The goal, according to the CMS, is to get payers on the same page when comparing quality, making the data more easily gathered and understood.
“This is a first step of an ongoing process to ensure both public programs and the private sector align measures and reporting, especially as we advance alternative payment models,” said Carmella Bocchino, executive vice president of America's Health Insurance Plans, one of the industry groups consulting with the CMS on the issue.
AHIP will discuss MACRA implementation and other issues related to Medicare, Medicaid and those dually eligible for the programs at a conference this week in Washington, D.C.
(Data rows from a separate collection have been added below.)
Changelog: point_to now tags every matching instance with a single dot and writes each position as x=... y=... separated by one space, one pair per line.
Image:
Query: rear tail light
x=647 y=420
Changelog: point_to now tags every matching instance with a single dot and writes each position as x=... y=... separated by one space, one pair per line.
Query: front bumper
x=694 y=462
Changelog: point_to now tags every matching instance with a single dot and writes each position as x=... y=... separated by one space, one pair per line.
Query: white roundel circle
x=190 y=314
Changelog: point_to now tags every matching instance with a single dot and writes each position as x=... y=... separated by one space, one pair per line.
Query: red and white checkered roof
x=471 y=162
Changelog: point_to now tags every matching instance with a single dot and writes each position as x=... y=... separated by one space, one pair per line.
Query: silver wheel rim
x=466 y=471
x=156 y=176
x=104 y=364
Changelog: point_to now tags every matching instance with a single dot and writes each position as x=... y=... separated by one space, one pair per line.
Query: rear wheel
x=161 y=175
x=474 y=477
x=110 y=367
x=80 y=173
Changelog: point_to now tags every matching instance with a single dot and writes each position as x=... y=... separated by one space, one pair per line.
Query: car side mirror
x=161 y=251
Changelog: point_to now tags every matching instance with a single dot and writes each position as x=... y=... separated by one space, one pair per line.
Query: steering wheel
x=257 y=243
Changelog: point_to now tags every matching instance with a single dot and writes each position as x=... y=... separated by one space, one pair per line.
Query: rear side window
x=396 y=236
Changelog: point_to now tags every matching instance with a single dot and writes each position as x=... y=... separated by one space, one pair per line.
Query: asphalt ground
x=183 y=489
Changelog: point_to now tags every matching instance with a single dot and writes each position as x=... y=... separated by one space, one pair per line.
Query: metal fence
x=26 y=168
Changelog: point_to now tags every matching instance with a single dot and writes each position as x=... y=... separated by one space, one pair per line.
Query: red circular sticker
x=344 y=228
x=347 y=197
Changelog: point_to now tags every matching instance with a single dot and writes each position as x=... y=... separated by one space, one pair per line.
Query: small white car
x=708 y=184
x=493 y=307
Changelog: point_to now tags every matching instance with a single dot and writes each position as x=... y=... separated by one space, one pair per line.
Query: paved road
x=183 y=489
Among the speakers is Andy Slavitt, acting administrator of the CMS, which was formerly headed by AHIP President Marilyn Tavenner.
Other topics on the agenda include priorities for Medicare Advantage and Part D, care coordination, person-centered care and the possible implications of the election.
The closing keynote speaker for the conference will be Virginia Gov. Terry McAuliffe, who will discuss Medicaid issues.
Medicare topics to be addressed at the conference include the CMS' initiative to monitor provider directories; CMS audit findings related to denials, appeals and grievances; using analytics to identify and manage patient opioid abuse; and strategies for addressing healthcare disparities.